Two other good examples Searle mentioned are found in American history. While the American declaration of independence is existing today as a core text in contemporary American society, and as the forming declaration of the the United States of America is dependent on the acceptance among others. In 1776 the act created by American subjects under the British King in the former crown colony was not popular in the courts of London. A war was declared, and with help from the French the Americans won and the Empire accepted the declaration. Less than one hundred years later did the southern states perform a similar act by breaking loose from the United States into a Confederacy. This institution is not existing today as they lost the war and failed in imposing their declarative act on others. The important message is that validity of the declaration is depending on its acceptance.
I have not read the book, but the theory proposed in the lecture is easy enough. Language is important for the formation of human societies and civilisations. By declaring explicit or implicit how the world is changes the world. By taking the wow of marriage the status of two humans are changed socially, legally and also in other ways.

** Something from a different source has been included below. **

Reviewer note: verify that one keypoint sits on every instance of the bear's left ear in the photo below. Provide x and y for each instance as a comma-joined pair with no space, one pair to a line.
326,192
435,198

By declaring a person a president or king of a nation we are reinforcing his or her possibilities to make decisions and to rule, this differs from the alpha male wolf that fights its way to its position.
This is an interesting theory, and for media enthusiasts can this perhaps be expanded to other forms of information. Our (as in humans) interaction with symbols, and the ability of letting abstract phenomena such as organisations, government, and corporation is of great importance and with new ways of communicating and representing the world perhaps we are creating new ontological subjectivities which will be important for humans in years to come.
The picture is showing a section of the famous paiting “The Arnolfini Wedding” by Jan van Eyck. This picture is used on the cover of the European version of Searle’s new book.